On Oct 23, 2007, at 6:33 AM, Bogdan Costescu wrote:
>> There is in the openib BTL.
>
> The bug #1025 has in one the answers the following phrase:
>
> "It looks like this will affect many threading issues with the
> pathscale compiler -- the openib BTL is simply the first place we
> tripped it."
>
> which along with the rest of the data (failure dependency on TLS
> usage) led me to wonder about threading issues.
FWIW, these problems even affect non-threaded builds, so I'm not
entirely sure what the problem is. All indications point to a
problem in the Pathscale compiler, but who knows -- perhaps we're
doing something stupid that doesn't show up in any other compiler.
>> To be honest, I removed the pathscale suite from my regular
>> regression testing
>
> So, is anyone else testing PathScale 3.0 with stable versions of Open
> MPI ? Or with development versions ?
I don't know; Cisco is not.
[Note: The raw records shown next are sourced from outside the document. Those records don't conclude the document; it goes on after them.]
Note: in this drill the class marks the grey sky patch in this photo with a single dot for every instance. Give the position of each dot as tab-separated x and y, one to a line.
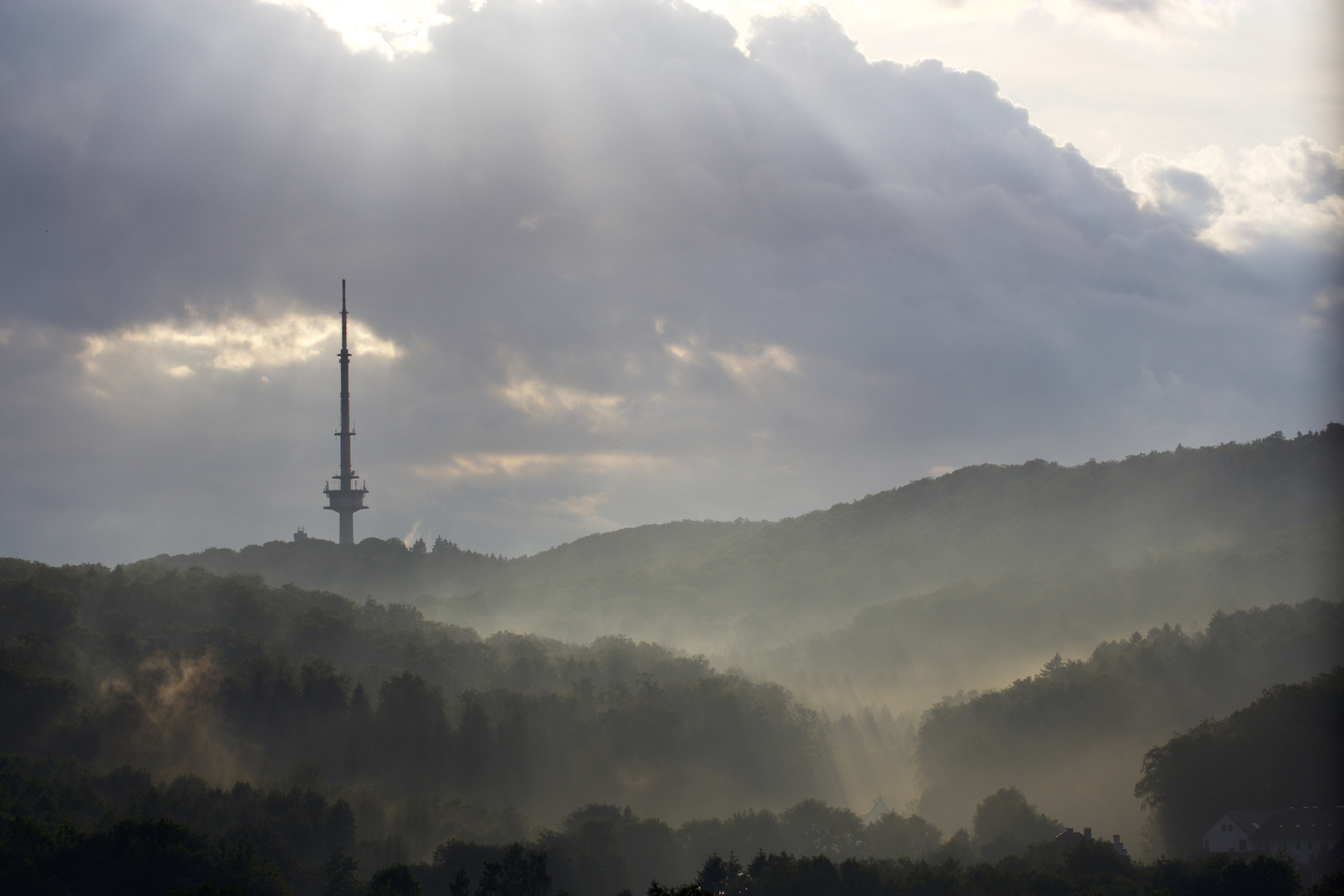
631	273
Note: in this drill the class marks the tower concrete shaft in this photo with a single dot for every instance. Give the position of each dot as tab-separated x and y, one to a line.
346	500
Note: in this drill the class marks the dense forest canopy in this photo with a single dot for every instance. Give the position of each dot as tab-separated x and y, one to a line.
1074	733
293	718
714	586
1292	738
225	674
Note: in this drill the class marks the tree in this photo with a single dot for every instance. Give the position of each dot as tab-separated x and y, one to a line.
1006	824
394	880
520	872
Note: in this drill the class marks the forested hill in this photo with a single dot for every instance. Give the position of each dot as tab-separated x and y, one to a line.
723	583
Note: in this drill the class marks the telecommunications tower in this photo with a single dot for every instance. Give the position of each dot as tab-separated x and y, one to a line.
347	499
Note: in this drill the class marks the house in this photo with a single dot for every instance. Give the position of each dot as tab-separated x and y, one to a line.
878	811
1237	830
1304	833
1071	839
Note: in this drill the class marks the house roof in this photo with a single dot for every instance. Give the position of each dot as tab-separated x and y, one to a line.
1250	820
1304	824
878	811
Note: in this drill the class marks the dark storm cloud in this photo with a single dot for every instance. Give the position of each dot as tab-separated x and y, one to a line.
633	273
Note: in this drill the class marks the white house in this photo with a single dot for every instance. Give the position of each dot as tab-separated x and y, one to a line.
1237	830
1301	833
1304	833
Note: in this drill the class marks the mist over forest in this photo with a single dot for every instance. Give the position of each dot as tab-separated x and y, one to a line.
996	653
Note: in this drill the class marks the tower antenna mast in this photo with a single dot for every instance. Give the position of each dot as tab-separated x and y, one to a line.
346	500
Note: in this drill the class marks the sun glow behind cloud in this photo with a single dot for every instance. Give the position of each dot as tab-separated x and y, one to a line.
234	343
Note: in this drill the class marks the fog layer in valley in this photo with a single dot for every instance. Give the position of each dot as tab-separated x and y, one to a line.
873	611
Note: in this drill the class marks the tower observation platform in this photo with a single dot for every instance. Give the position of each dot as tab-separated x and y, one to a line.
347	499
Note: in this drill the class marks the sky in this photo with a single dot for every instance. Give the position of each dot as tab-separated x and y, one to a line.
616	262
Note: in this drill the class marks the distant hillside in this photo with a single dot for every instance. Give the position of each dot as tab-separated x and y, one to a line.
1194	777
1074	735
225	677
722	585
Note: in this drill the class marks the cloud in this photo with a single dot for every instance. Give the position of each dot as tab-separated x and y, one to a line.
856	270
461	466
387	27
230	343
544	401
750	367
1292	192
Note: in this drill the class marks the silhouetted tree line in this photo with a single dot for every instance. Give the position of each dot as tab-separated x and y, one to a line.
1055	731
223	674
65	829
1283	750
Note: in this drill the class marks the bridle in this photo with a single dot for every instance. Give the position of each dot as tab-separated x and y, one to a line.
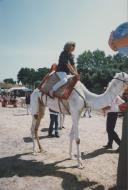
124	81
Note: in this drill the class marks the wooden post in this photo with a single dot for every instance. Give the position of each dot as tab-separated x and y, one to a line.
122	171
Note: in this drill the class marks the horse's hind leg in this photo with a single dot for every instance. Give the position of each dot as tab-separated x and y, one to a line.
75	120
71	143
33	134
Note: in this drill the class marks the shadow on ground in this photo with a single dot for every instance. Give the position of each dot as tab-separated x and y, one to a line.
15	165
97	153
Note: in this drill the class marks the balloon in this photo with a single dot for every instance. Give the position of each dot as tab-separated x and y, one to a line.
118	40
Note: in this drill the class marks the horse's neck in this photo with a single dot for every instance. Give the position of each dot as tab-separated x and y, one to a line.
115	88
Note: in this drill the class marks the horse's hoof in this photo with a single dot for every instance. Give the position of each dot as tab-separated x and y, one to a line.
72	157
80	166
35	153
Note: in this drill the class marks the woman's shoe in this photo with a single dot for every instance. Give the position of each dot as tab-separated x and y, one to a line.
108	146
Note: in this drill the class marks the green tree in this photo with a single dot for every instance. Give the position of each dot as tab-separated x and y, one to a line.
9	81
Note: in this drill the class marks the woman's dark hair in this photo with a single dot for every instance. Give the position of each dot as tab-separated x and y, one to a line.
68	45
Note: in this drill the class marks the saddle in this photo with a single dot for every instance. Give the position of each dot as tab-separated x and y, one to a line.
63	92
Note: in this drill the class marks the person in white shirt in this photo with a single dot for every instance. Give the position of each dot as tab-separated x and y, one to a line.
111	122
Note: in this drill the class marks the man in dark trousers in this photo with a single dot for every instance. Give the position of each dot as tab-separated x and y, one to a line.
111	123
53	121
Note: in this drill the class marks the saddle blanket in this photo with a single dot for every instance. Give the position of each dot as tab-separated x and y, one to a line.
63	92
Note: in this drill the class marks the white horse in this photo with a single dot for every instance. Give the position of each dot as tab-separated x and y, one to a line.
78	100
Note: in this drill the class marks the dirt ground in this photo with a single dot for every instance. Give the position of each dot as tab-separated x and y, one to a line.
52	170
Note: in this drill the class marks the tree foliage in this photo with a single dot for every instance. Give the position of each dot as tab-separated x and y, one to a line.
9	81
97	69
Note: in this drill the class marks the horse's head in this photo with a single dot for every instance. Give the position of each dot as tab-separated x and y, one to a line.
122	77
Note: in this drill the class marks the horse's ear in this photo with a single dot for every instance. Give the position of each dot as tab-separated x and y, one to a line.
123	74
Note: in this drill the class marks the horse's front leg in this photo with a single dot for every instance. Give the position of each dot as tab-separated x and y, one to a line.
71	143
36	133
75	119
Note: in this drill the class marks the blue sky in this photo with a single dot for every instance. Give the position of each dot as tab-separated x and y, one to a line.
33	32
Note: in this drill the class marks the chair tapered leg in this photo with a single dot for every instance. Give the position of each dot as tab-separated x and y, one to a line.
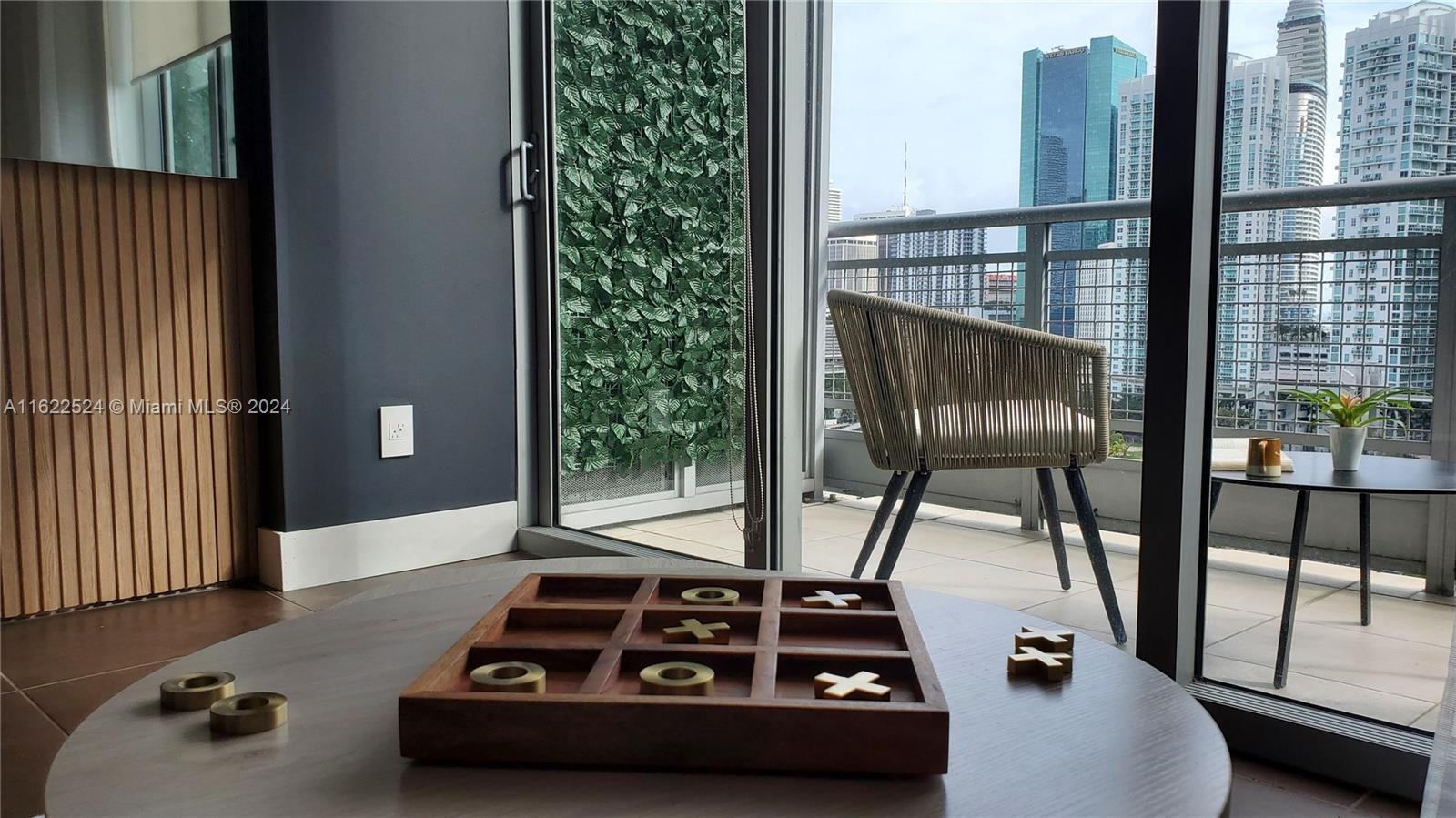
1365	560
897	536
878	524
1092	538
1048	509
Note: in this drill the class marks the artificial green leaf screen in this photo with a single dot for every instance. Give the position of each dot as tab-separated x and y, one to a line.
650	126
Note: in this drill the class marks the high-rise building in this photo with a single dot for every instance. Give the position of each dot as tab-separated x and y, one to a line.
946	287
1398	121
1302	45
1254	145
1069	147
854	249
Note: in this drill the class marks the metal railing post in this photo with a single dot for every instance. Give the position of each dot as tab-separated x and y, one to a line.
1034	316
1441	538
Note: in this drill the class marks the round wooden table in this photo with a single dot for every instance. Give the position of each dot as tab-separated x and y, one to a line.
1315	472
1118	738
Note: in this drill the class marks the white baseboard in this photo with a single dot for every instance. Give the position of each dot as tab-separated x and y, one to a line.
337	553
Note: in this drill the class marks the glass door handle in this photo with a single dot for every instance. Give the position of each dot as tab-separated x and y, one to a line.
528	175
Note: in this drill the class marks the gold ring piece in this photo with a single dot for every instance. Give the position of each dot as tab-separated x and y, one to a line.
677	679
711	596
197	691
509	677
249	712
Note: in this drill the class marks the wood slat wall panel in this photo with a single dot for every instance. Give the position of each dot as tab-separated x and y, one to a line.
123	286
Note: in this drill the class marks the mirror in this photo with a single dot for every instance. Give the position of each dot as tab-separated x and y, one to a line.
128	83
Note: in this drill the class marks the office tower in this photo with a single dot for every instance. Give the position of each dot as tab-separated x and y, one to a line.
946	287
1113	310
1302	45
854	249
1254	143
1398	121
1069	147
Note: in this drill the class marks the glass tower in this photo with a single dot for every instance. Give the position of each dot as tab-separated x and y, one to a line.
1069	148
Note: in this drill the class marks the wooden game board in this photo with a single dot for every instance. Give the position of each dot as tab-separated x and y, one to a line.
594	633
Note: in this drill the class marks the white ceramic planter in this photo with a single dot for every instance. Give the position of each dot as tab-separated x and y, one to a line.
1346	447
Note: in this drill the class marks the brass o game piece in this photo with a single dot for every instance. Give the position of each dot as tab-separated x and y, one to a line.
823	599
859	686
249	712
696	632
1060	641
677	679
711	596
510	677
1053	667
197	691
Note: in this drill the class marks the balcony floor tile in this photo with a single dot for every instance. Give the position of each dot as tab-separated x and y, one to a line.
994	584
1257	594
957	540
1082	611
1390	616
1337	694
837	555
1038	558
1365	660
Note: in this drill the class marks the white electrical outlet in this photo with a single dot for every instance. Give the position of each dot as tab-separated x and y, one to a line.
397	431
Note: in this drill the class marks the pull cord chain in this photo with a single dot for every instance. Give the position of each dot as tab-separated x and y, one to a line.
753	517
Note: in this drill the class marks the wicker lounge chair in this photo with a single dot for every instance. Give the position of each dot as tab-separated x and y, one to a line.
938	390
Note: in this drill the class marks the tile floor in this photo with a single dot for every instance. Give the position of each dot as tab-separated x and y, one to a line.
1390	670
56	670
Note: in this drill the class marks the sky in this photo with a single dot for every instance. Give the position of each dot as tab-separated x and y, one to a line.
945	77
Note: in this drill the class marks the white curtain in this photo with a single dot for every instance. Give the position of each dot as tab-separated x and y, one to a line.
165	32
55	101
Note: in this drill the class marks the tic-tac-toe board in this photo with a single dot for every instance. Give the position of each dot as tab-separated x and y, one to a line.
596	633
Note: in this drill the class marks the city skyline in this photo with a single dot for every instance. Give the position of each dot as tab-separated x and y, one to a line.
938	114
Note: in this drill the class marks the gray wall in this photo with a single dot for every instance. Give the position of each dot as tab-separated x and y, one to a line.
393	258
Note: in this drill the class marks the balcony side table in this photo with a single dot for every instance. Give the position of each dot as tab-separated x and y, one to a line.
1315	473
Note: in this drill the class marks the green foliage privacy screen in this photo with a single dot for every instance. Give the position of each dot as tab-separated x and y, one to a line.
650	99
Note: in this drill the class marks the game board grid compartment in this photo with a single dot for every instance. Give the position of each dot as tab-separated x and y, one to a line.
596	632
I removed it from my normal testing set
because all IB testing would fail -- so it wasn't worth testing.
>> I just recompiled the OMPI 1.2 branch with pathscale 3.0 on RHEL4U4
>> and I do not see the problems that you are seeing. :-\ Is Debian
>> etch a supported pathscale platform?
>
> Seems like it's not... And indeed the older RHEL4 is a supported
> platform, which might explain the different results.
You might want to ask them if Debian etch is supported.
> I made some progress: if I configure with "--without-memory-manager"
> (along with all other options that I mentioned before), then it works.
> This was inspired by the fact that the segmentation fault occured in
> ptmalloc2. I have previously tried to remove the MX support without
> any effect; with ptmalloc2 out of the picture I have had test runs
> over MX and TCP without problems.
This is ringing a [very] distant bell in my memory, but I don't
remember the details. Brian: do you remember any specific issues
about the memory manager and pathscale compiler?
--
Jeff Squyres
Cisco Systems
|